In the recent Grand Court case of Jian Ying Ourgame High Growth Investment Fund (In Official Liquidation), Justice Doyle considered an application by Powerful Warrior Limited, a BVI company, that the learned judge ought to recuse himself. He acceded to that request.
On 14 September 2021, Justice Doyle ordered that the Company be wound up and appointed joint official liquidators (JOLs). The learned judge also authorised the JOLs, without further sanction or intervention from the court, to exercise amongst others the power “to bring or defend any action or other legal proceeding in the name and on behalf of the Company.”
The application for recusal in summary was that, the judge had been made privy to certain ex parte filings by the Plaintiff’s liquidators that have never been provided to Powerful Warrior including the first report of the joint provisional liquidator and that the judge already appeared to have made a finding in his judgment (in the absence of Powerful Warrior, without notice to Powerful Warrior and without hearing any evidence or submissions on behalf of Powerful Warrior).
The relevant test in the Cayman Islands in respect of recusal applications on the ground of apparent bias is well-established (see for example paragraph 152 of the judgment of Sir Jack Beatson, JA, in Perry v Lopag Trust Reg. and others (CICA; unreported judgment 19 November 2021)). It is whether the fair-minded and informed observer, having considered all the facts, would conclude that there was a real possibility that the judge was biased. Recently Lord Malcolm in Smith v Attorney General of Trinidad and Tobago  UKPC 28 at paragraph one set out the well-known recusal test and added: “Sometimes it is asked whether there is a legitimate doubt as to the tribunal’s impartiality, a quality seen as indispensable to the fair administration of justice.”
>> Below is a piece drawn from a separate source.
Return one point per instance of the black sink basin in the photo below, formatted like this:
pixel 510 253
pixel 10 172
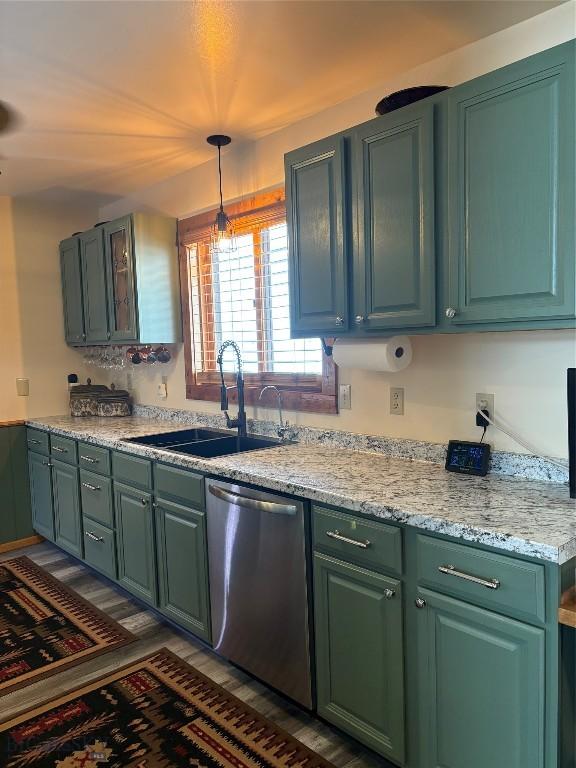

In this case, Justice Doyle held that: “I am quite sure that I could deal with the summonses fairly and justly but that, of course, is not the relevant test. My own protestations that I am not and would not be biased against Powerful Warrior are not to the point and can be given no weight in this context. We are dealing with apparent bias rather than an allegation of actual bias. I have to look at the matter objectively through the eyes of a fair minded and informed observer. It is important to maintain the community’s trust and confidence in the administration of justice that justice must not only be done it must also be seen to be done...I feel that I am duty bound to conclude that the recusal test has been met in this case and I must recuse. I therefore recuse for the reasons stated in this judgment.”